南瓜の調理の方法や柚子の使い方などはどうするのか?

などの疑問や課題を解決する。
いわれや調理の方法などを教育し、実際にお客様が行動を起こせるように、良い結果が出せるように、お手伝いをすることが、商品を提供する者の務めとして重要です。


マーケティングの基本は、
お客様の潜在ニーズに応え、顕在ニーズの提案をすることに有ります。
そのことが、
お客様の支持を得て、商品やサービスの販売に繋がり、売上アップ、特に荒利益のアップに繋がるのです。


お客様は、期待に応えるサービス(商品)、そして、期待を超えるサービス(商品)には、喜んでお金を払って頂けます。 お客様への『情報発信』の差が、お店の利益の差になります。
去年と同じことを繰り返すだけでは、売上高や荒利益高のアップには繋がりにくいと言えます。

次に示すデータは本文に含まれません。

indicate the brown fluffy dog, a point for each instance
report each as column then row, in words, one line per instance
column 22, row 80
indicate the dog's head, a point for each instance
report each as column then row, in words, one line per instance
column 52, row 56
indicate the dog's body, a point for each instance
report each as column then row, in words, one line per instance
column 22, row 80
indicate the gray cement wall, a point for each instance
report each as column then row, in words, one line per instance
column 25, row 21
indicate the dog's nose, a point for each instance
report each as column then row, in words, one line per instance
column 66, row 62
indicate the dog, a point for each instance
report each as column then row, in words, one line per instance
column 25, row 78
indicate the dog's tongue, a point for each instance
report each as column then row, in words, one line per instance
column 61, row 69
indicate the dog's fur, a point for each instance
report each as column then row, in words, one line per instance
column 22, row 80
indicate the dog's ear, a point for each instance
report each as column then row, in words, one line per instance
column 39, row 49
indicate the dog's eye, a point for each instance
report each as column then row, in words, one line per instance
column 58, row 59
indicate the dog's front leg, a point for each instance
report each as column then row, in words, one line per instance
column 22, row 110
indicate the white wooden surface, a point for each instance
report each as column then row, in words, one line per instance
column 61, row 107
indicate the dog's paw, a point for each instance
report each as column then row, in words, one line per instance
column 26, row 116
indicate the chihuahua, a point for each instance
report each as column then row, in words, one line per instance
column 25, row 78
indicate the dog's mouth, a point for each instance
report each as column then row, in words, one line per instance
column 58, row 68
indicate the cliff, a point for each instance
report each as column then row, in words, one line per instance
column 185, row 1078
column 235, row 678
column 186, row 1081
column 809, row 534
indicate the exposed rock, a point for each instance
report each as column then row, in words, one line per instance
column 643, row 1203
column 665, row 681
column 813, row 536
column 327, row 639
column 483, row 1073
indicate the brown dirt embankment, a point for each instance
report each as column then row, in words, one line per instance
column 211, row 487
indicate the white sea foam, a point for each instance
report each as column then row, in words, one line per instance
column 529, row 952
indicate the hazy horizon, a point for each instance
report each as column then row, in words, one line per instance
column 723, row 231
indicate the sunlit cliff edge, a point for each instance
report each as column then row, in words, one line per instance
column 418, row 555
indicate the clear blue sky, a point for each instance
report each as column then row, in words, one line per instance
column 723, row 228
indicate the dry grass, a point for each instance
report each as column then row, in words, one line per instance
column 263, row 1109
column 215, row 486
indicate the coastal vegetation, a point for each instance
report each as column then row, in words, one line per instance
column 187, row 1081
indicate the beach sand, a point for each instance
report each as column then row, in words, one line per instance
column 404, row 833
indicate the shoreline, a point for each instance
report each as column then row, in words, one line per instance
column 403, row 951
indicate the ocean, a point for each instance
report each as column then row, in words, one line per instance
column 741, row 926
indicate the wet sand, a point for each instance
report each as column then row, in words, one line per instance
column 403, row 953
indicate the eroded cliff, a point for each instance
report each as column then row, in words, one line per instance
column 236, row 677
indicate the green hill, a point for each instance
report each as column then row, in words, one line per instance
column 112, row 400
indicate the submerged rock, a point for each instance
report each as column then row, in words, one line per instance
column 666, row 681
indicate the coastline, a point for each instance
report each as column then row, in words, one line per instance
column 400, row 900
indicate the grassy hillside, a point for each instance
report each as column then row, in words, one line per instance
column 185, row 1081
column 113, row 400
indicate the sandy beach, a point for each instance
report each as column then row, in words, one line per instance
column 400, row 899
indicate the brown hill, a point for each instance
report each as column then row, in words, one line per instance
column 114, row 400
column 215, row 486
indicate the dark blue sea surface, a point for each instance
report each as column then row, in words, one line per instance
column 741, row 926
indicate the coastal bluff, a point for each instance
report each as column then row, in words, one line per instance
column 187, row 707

売上を継続的にアップさせるためには、競合店と同じか『それ以上の新たな何か』の提案が必要です。


店舗(企業)間における、売場の出来栄えの差


冬至は、年間の行事としては、特別大きなイベントではありませんが、青果部門や惣菜部門、グロサリー部門、そして、南瓜や柚子などの単品の売上から考えれば、無視できません。
また、最近話題になることも多い「食育」などの観点から考えれば重要な日です。


夜の時間が一年中で一番長い日。(昼の時間が一番短い日)
南瓜(かぼちゃ)を食べる日。
柚子風呂に入る日。

など、
あなたの売り場では、お客様に対して、どの様な情報をお伝えしているでしょうか。
そして、どの様な商品、サービスを提供しているでしょうか。


冬至などのイベントは、店舗(企業)によって、売場の出来栄えには大きな差が見られます。
この販促活動の日々の取り組み内容の差が、年間の売上や荒利益の大きな差になるのです。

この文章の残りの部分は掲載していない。